All goodwill is attributed to the Midstream reporting unit within the Shale segment. Goodwill is evaluated for impairment at least annually and whenever events or changes in circumstance indicate that the fair value of a reporting unit is less than its carrying amount. In connection with the evaluation of goodwill for impairment, CNX may first consider qualitative factors to assess whether there are indicators that it is more likely than not that the fair value of a reporting unit may not exceed its carrying amount. If after assessing such factors or circumstances, CNX determines it is more likely than not that the fair value of a reporting unit is greater than its carrying amount, then a quantitative assessment is not required. If CNX chooses to bypass the qualitative assessment, or if it chooses to perform a qualitative assessment but is unable to qualitatively conclude that no impairment has occurred, then CNX will perform a quantitative assessment. If the estimated fair value of a reporting unit is less
than its carrying value, an impairment charge is recognized for the excess of the reporting unit's carrying value over its fair value. The Company uses a combination of the income approach (generally a discounted cash flow method) and market approach (which may include the guideline public company method and/or the guideline transaction method) to estimate the fair value of a reporting unit.

For the Company’s annual impairment assessment during the fourth quarter of 2024, the Company elected to perform a qualitative impairment test on its goodwill and concluded that it is more likely than not that the fair value exceeded the carrying value and goodwill was not impaired.

In estimating the fair value of the Midstream reporting unit, the Company used the income approach’s discounted cash flow method, which applies significant inputs not observable in the public market (Level 3), including estimates and assumptions related to the use of an appropriate discount rate, future throughput volumes, operating costs and capital spending, discounted to present value using an industry rate adjusted for company-specific risk, which management feels reflects the overall level of inherent risk of the reporting unit. These assumptions are affected by expectations about future market, industry and economic conditions. Cash flow projections were derived from board approved budgeted amounts, a seven-year operating forecast and an estimate of future cash flows. Subsequent cash flows were developed using growth or contraction rates that management believes are reasonably likely to occur. The Company used the market approach’s comparable company method. The comparable company method evaluates the value of a company using metrics of other businesses of similar size and industry.

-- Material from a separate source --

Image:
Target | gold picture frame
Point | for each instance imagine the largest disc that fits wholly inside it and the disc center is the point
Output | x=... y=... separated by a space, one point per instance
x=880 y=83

The estimates of future cash flows utilized in the impairment analysis described above were subjective in nature and are subject to impacts from business risks as described in “Item 1A. Risk Factors”. The fair value estimation process requires considerable judgment and determining the fair value is sensitive to changes in assumptions impacting management’s estimates of future financial results. Although CNX believes the estimates and assumptions used in estimating the fair value are reasonable and appropriate, different assumptions and estimates could materially impact the estimated fair value. Future results could differ from our current estimates and assumptions.

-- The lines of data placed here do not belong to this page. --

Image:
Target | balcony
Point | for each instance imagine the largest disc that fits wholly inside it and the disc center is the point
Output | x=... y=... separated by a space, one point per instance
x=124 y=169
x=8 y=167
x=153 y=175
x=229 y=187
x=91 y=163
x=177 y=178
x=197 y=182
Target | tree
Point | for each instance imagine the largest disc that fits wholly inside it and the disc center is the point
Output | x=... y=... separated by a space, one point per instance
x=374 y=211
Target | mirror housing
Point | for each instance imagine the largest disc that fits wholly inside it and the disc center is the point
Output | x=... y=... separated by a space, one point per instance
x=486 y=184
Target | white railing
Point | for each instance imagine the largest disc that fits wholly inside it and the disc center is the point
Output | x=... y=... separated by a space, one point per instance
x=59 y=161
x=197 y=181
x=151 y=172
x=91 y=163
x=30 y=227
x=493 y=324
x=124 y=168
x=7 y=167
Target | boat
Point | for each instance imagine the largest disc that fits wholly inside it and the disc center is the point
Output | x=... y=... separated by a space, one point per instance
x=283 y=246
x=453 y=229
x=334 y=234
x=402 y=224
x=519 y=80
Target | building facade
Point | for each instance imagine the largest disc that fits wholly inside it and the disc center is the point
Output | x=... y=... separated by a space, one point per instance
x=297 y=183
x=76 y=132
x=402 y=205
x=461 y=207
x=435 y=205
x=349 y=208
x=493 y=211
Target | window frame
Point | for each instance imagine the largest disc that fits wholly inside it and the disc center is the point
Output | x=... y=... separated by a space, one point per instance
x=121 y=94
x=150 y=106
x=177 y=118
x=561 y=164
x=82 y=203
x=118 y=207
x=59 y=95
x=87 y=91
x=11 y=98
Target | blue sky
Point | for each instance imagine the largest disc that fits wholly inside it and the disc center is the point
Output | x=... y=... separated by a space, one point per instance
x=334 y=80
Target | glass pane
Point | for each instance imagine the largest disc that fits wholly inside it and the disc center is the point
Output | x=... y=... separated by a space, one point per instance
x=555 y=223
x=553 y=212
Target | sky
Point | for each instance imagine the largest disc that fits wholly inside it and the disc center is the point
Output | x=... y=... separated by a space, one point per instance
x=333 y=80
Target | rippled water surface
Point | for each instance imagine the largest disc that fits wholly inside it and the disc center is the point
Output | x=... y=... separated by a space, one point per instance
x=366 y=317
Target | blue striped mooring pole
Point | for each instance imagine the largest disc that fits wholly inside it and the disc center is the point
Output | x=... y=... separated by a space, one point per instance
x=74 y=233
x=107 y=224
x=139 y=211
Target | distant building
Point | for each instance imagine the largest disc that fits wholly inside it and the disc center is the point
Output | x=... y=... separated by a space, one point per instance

The accumulated impairment loss on goodwill is $473,045, resulting in a carrying value of $323,314 at both December 31, 2024 and 2023.

Other Intangible Assets:

The carrying amount and accumulated amortization of other intangible assets consist of the following:
December 31,
20242023
Other Intangible Assets:
Gross Amortizable Asset - Customer Relationships$109,752 $109,752 
Less: Accumulated Amortization - Customer Relationships45,867 39,314 
Total Other Intangible Assets, net$63,885 $70,438 
The customer relationship intangible asset is being amortized on a straight-line basis over approximately 17 years. Amortization expense related to other intangible assets was $6,553 for the year ended December 31, 2024, $6,552 for the year ended December 31, 2023, and $6,553 for the year ended December 31, 2022. The estimated annual amortization expense is expected to approximate $6,552 per year for each of the next five years.